The T-Mobile breach occurred in 2021 when cybercriminals stole the personally identifiable information of approximately 76.6 million current, former and prospective T-Mobile customers. The information included names, Social Security numbers, driver’s license numbers, phone numbers and the unique technical identifiers for customers’ phones. 

The suit alleges the hackers posted in the information on the dark web, subjecting class members to actual and attempted identity theft and fraud. The multidistrict litigation, which combined dozens of claims filed across the country, alleged that T-Mobile was negligent in its handling of customers’ sensitive data and had breached its duty to safeguard it from hackers.

T-Mobile did not admit to any wrongdoing.

“As we continue to invest time, energy, and resources in addressing this challenge, we are pleased to have resolved this consumer class action filing,” the company said in a statement.

If approved, the settlement will allow plaintiffs to be reimbursed for up to $25,000 in out-of-pocket expenses and lost time that is traceable to the T-Mobile data breach. It also allows them to enroll in two years’ worth of identity protection services at no cost and provides restoration services for those facing identity theft.

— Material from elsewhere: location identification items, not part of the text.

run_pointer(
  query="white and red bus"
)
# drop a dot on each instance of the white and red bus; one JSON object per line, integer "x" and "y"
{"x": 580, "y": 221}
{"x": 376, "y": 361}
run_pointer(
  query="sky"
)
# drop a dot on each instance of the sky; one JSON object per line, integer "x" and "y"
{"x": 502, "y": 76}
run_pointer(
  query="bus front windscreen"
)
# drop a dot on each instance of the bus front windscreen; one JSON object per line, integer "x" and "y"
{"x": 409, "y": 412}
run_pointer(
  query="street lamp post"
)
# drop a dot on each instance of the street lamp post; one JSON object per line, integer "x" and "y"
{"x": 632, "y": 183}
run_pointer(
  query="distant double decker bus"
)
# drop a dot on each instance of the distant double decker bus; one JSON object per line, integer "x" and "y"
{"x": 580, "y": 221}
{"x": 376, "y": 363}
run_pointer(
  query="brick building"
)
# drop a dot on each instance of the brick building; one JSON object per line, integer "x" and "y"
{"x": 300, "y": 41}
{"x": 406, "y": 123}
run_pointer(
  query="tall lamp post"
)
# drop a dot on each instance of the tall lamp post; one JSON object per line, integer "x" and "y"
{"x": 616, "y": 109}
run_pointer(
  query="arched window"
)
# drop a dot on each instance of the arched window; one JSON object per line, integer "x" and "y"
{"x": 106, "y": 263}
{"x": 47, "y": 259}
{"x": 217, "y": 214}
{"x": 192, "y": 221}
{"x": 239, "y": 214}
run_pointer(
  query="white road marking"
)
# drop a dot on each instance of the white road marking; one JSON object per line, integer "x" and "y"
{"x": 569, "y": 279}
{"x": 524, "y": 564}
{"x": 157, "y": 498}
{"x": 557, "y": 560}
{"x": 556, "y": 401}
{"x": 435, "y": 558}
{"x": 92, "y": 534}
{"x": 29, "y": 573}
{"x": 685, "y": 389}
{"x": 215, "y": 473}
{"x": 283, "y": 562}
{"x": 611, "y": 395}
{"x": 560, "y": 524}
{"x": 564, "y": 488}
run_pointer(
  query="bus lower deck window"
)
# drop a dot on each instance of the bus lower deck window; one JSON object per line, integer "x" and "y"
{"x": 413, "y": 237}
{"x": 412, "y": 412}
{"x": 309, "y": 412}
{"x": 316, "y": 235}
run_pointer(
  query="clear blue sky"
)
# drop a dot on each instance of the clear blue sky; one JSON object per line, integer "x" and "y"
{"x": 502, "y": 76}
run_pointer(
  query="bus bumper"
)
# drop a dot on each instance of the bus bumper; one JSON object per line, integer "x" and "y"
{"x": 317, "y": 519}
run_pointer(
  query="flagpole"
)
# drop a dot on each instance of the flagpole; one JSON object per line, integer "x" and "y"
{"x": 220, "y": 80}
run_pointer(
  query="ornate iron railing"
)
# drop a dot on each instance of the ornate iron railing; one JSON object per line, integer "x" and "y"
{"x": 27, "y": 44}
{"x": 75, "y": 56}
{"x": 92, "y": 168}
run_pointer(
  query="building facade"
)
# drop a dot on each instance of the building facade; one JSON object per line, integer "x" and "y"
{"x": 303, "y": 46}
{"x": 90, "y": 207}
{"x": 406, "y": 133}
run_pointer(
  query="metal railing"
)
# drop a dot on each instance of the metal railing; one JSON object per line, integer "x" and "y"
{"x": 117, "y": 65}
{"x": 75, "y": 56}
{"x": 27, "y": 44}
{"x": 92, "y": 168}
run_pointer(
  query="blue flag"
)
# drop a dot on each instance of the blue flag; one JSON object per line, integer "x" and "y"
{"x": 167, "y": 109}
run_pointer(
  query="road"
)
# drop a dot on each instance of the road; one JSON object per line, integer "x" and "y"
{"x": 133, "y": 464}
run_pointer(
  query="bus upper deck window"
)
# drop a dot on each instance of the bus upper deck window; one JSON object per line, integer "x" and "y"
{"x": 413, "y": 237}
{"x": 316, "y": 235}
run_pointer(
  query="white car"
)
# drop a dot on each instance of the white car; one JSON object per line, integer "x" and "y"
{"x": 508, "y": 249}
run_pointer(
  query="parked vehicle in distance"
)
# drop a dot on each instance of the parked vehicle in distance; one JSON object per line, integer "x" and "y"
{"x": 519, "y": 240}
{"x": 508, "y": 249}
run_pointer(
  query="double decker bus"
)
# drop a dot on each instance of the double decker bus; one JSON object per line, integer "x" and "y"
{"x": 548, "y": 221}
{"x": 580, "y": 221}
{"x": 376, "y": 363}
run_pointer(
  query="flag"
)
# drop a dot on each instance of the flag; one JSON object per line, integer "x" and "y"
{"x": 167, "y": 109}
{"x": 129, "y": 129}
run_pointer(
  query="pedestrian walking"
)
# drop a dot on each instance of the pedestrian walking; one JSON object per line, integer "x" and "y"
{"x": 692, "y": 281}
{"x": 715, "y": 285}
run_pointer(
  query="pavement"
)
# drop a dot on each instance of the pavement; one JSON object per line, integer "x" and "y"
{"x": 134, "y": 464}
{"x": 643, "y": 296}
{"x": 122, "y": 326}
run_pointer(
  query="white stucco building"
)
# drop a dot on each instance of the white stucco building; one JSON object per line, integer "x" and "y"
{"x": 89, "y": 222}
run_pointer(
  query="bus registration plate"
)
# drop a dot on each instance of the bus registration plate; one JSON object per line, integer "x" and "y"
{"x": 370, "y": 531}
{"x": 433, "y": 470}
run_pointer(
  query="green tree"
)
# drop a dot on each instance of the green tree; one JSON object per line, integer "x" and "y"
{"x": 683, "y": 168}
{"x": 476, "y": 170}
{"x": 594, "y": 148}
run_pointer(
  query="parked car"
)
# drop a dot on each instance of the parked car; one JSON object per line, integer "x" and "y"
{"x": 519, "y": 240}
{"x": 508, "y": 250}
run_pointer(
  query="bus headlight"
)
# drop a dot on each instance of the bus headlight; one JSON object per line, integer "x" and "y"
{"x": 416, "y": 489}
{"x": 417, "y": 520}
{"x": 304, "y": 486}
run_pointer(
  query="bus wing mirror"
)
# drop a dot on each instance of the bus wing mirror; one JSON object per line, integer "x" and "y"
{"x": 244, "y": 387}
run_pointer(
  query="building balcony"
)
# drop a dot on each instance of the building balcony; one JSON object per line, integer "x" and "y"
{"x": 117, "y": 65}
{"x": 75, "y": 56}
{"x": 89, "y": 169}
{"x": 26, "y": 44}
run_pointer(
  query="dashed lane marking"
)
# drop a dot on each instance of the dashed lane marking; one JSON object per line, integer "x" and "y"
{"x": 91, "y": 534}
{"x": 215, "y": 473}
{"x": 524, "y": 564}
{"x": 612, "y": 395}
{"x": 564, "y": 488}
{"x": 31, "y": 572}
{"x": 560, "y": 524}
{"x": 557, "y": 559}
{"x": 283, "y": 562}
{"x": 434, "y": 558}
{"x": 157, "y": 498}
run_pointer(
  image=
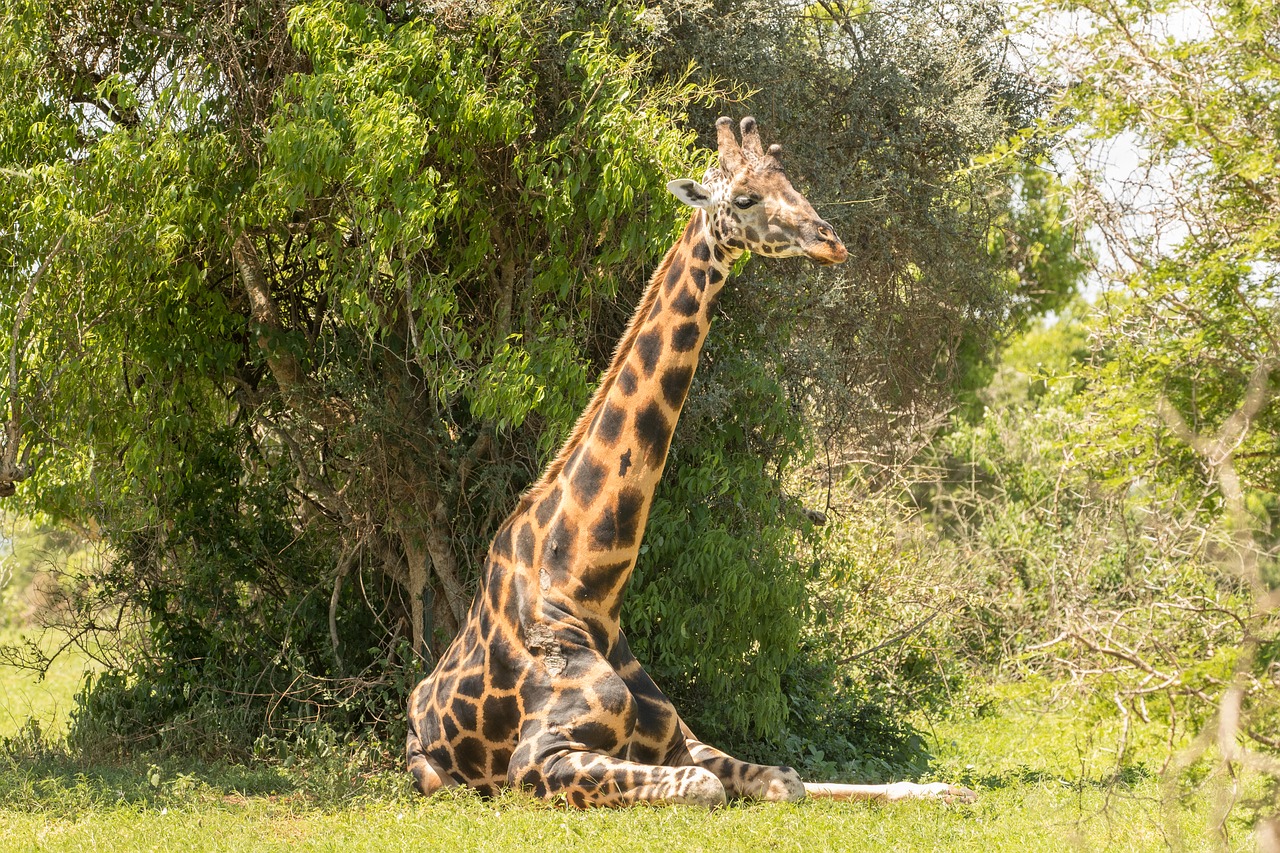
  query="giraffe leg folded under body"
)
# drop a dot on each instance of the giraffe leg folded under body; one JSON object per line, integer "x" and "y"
{"x": 428, "y": 778}
{"x": 586, "y": 779}
{"x": 744, "y": 779}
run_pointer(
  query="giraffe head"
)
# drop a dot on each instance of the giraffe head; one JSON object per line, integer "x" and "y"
{"x": 750, "y": 204}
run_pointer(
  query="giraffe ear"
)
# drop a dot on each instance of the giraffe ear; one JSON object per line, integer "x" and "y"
{"x": 691, "y": 192}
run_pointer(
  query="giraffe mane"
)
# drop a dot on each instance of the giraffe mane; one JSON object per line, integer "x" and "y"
{"x": 602, "y": 389}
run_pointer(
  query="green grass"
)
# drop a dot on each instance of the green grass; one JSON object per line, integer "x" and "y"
{"x": 1048, "y": 781}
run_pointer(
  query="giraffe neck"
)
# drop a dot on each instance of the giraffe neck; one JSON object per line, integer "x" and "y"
{"x": 577, "y": 532}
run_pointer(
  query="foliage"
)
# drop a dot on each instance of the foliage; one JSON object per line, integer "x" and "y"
{"x": 1178, "y": 406}
{"x": 336, "y": 281}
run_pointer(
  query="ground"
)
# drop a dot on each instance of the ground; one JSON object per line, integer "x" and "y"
{"x": 1046, "y": 772}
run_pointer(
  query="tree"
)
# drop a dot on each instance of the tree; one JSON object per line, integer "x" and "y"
{"x": 321, "y": 284}
{"x": 1179, "y": 400}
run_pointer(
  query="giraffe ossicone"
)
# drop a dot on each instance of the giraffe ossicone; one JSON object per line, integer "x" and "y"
{"x": 539, "y": 689}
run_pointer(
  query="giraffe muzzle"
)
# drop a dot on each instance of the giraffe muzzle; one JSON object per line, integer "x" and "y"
{"x": 828, "y": 254}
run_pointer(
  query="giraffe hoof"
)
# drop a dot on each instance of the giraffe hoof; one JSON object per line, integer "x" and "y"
{"x": 931, "y": 790}
{"x": 785, "y": 787}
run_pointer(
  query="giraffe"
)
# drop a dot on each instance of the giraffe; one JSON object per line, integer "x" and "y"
{"x": 539, "y": 688}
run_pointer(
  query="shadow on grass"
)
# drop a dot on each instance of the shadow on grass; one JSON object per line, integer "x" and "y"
{"x": 1125, "y": 776}
{"x": 58, "y": 780}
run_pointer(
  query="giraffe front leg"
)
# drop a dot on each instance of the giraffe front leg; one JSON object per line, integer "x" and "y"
{"x": 561, "y": 769}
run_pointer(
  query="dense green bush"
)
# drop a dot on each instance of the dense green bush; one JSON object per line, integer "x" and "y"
{"x": 338, "y": 278}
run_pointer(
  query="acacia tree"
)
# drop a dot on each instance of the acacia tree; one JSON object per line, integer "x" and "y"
{"x": 1180, "y": 396}
{"x": 302, "y": 293}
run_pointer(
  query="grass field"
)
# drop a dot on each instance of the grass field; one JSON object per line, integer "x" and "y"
{"x": 1048, "y": 781}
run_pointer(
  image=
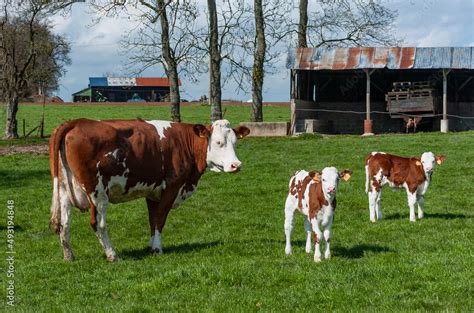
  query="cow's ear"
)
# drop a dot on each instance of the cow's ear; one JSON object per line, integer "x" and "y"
{"x": 201, "y": 131}
{"x": 316, "y": 176}
{"x": 440, "y": 159}
{"x": 345, "y": 174}
{"x": 241, "y": 131}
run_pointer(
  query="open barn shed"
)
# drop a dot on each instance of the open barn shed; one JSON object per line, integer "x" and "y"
{"x": 124, "y": 89}
{"x": 365, "y": 90}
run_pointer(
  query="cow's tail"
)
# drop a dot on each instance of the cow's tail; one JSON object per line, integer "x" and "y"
{"x": 55, "y": 143}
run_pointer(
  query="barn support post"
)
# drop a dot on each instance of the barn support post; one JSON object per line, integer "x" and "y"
{"x": 444, "y": 127}
{"x": 368, "y": 121}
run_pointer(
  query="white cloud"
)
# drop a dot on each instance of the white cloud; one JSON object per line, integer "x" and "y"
{"x": 95, "y": 49}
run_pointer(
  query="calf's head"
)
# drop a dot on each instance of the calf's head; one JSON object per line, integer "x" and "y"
{"x": 429, "y": 160}
{"x": 330, "y": 178}
{"x": 222, "y": 138}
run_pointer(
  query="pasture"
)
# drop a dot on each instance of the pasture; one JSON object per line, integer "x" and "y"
{"x": 224, "y": 247}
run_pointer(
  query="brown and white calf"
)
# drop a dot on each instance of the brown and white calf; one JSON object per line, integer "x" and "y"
{"x": 94, "y": 163}
{"x": 314, "y": 195}
{"x": 412, "y": 174}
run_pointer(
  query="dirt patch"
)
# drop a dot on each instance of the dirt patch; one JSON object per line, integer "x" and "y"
{"x": 40, "y": 148}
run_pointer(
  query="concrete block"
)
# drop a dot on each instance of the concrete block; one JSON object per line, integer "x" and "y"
{"x": 267, "y": 129}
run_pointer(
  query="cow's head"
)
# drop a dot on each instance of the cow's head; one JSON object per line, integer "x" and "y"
{"x": 330, "y": 178}
{"x": 429, "y": 160}
{"x": 221, "y": 145}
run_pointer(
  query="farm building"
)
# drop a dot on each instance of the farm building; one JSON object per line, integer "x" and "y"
{"x": 124, "y": 89}
{"x": 366, "y": 90}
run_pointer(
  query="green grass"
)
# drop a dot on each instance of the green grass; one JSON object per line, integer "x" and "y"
{"x": 224, "y": 247}
{"x": 55, "y": 114}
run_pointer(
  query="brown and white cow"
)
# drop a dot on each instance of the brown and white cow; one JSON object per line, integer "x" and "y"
{"x": 314, "y": 195}
{"x": 412, "y": 174}
{"x": 94, "y": 163}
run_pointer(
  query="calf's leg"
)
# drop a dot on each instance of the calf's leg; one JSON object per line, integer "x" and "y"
{"x": 378, "y": 205}
{"x": 289, "y": 217}
{"x": 307, "y": 228}
{"x": 318, "y": 235}
{"x": 411, "y": 203}
{"x": 421, "y": 206}
{"x": 64, "y": 234}
{"x": 327, "y": 239}
{"x": 373, "y": 195}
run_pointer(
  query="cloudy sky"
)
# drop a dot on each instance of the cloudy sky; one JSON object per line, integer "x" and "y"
{"x": 95, "y": 49}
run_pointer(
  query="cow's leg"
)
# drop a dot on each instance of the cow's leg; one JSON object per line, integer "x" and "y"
{"x": 378, "y": 205}
{"x": 158, "y": 215}
{"x": 99, "y": 204}
{"x": 327, "y": 239}
{"x": 411, "y": 204}
{"x": 64, "y": 234}
{"x": 155, "y": 239}
{"x": 421, "y": 206}
{"x": 307, "y": 228}
{"x": 289, "y": 217}
{"x": 318, "y": 235}
{"x": 373, "y": 195}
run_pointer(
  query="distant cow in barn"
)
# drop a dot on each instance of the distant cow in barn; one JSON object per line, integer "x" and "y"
{"x": 94, "y": 163}
{"x": 314, "y": 195}
{"x": 412, "y": 174}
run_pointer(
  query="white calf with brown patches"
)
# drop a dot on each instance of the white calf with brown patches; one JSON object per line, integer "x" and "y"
{"x": 412, "y": 174}
{"x": 314, "y": 195}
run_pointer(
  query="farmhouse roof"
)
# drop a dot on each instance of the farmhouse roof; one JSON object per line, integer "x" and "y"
{"x": 381, "y": 57}
{"x": 129, "y": 81}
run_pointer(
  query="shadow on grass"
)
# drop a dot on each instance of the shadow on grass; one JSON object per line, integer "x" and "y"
{"x": 446, "y": 216}
{"x": 358, "y": 251}
{"x": 20, "y": 178}
{"x": 17, "y": 228}
{"x": 141, "y": 253}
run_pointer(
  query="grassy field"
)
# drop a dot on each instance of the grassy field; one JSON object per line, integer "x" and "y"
{"x": 224, "y": 247}
{"x": 56, "y": 114}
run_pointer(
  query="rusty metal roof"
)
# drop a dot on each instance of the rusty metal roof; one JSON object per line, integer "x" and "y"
{"x": 381, "y": 57}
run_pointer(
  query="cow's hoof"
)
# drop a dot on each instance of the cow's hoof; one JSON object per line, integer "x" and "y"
{"x": 69, "y": 257}
{"x": 113, "y": 258}
{"x": 156, "y": 251}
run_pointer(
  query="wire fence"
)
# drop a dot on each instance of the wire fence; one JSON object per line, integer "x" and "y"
{"x": 379, "y": 112}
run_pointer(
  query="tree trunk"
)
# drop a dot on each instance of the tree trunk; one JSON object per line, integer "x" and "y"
{"x": 171, "y": 65}
{"x": 259, "y": 58}
{"x": 215, "y": 91}
{"x": 11, "y": 131}
{"x": 303, "y": 24}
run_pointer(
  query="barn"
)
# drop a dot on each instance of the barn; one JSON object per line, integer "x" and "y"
{"x": 124, "y": 89}
{"x": 367, "y": 90}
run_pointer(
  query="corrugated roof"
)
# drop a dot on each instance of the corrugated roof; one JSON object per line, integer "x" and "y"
{"x": 129, "y": 81}
{"x": 154, "y": 81}
{"x": 381, "y": 57}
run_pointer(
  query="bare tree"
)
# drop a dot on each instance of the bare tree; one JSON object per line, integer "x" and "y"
{"x": 170, "y": 45}
{"x": 346, "y": 23}
{"x": 215, "y": 92}
{"x": 24, "y": 45}
{"x": 258, "y": 65}
{"x": 303, "y": 24}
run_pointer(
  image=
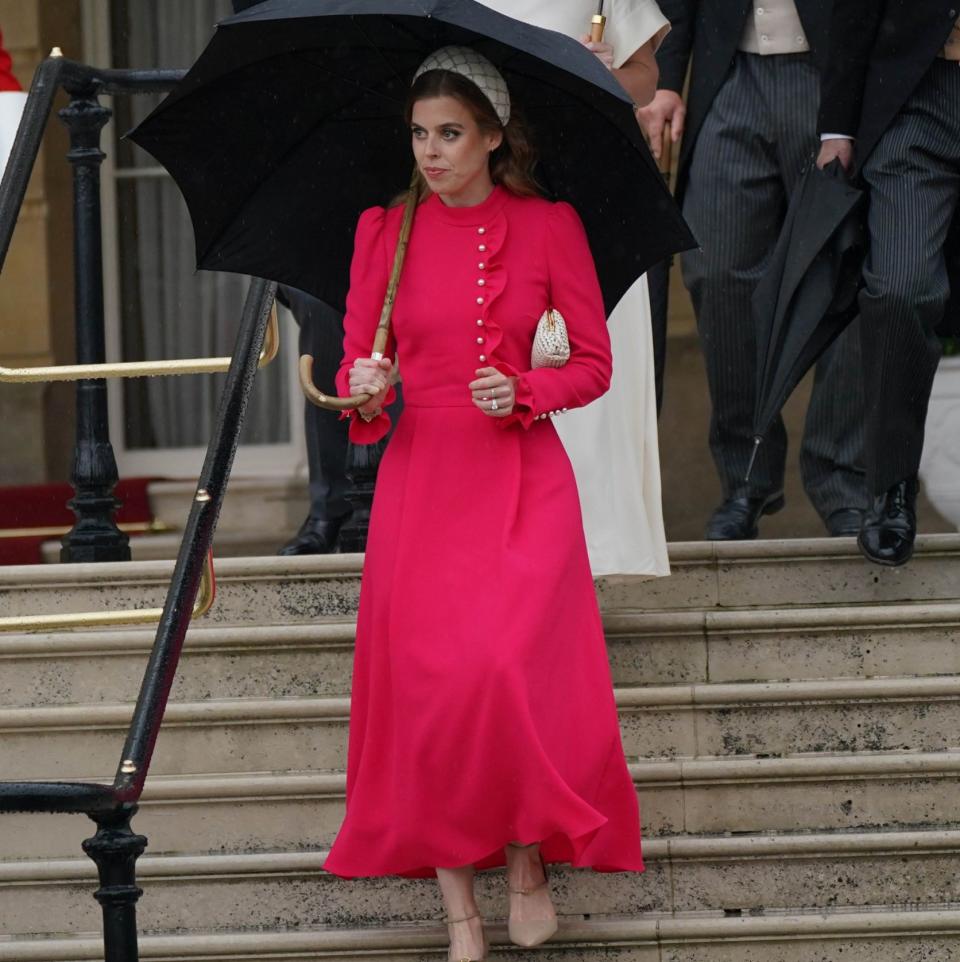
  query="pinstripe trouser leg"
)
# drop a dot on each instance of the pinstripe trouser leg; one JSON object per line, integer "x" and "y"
{"x": 914, "y": 179}
{"x": 753, "y": 146}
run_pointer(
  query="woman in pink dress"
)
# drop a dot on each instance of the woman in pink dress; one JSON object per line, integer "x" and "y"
{"x": 483, "y": 729}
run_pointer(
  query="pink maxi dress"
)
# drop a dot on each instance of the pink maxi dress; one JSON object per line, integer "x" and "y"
{"x": 482, "y": 704}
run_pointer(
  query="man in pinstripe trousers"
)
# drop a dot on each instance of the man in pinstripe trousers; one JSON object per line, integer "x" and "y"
{"x": 907, "y": 149}
{"x": 750, "y": 129}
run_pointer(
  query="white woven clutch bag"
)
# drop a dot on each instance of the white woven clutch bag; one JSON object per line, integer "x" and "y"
{"x": 551, "y": 347}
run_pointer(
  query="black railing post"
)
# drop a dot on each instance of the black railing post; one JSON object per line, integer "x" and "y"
{"x": 95, "y": 535}
{"x": 115, "y": 849}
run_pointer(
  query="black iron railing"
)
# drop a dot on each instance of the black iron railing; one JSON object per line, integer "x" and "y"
{"x": 115, "y": 847}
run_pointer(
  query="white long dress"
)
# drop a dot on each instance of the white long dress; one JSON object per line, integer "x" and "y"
{"x": 612, "y": 443}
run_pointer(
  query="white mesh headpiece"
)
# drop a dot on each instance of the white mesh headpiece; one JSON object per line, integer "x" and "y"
{"x": 477, "y": 69}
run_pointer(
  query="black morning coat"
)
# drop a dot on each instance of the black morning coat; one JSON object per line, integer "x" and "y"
{"x": 889, "y": 48}
{"x": 709, "y": 32}
{"x": 883, "y": 63}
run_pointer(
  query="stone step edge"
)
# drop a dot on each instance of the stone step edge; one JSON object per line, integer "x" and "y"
{"x": 823, "y": 846}
{"x": 322, "y": 633}
{"x": 651, "y": 624}
{"x": 410, "y": 940}
{"x": 673, "y": 772}
{"x": 718, "y": 553}
{"x": 267, "y": 711}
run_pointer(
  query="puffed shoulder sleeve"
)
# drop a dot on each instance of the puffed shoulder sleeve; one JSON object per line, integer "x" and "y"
{"x": 369, "y": 273}
{"x": 575, "y": 293}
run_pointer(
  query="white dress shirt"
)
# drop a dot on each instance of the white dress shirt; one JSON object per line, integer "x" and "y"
{"x": 630, "y": 23}
{"x": 774, "y": 27}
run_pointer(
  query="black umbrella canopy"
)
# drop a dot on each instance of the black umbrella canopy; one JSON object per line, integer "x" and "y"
{"x": 807, "y": 295}
{"x": 290, "y": 124}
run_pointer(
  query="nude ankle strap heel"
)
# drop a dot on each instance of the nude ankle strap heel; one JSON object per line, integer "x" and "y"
{"x": 485, "y": 948}
{"x": 532, "y": 932}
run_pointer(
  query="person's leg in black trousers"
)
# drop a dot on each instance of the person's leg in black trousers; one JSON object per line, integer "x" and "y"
{"x": 321, "y": 335}
{"x": 914, "y": 180}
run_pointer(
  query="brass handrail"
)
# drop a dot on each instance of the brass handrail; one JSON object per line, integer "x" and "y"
{"x": 156, "y": 526}
{"x": 108, "y": 619}
{"x": 192, "y": 365}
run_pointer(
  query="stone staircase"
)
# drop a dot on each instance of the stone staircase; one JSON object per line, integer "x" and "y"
{"x": 791, "y": 716}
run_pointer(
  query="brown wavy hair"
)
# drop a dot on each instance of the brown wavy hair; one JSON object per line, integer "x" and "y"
{"x": 513, "y": 162}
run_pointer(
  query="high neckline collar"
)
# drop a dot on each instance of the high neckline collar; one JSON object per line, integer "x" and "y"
{"x": 473, "y": 216}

In addition, the settlement calls for T-Mobile to spend at least $150 million in 2022 and 2023 for or data security and related technology. The improvements aren’t specified, but the company agreed to provide the class’ attorneys with “confirmatory information related to its remediation of the issues directly relevant to the Data Breach.” 

The plaintiffs’ filing noted that the settlement in some ways offered a better result than could be achieved through additional litigation, as “requiring a corporation to spend money on data security and making available expensive identity protection services are typically not forms of relief secured through trial.”

In addition to Siegel, the class was represented by Cari Campen Laufenberg of Keller Rohrback in Seattle and James J. Pizzirusso of Hausfeld LLP in Washington, D.C., as well as an executive committee that includes Maureen Brady of McShane & Brady in Kansas City. The agreement calls for a payment of up to 30 percent of the settlement fund in attorneys’ fees, which the judge must approve separately.

The case is In Re: T-Mobile Customer Data Security Breach Litigation, 4:21-md-03019.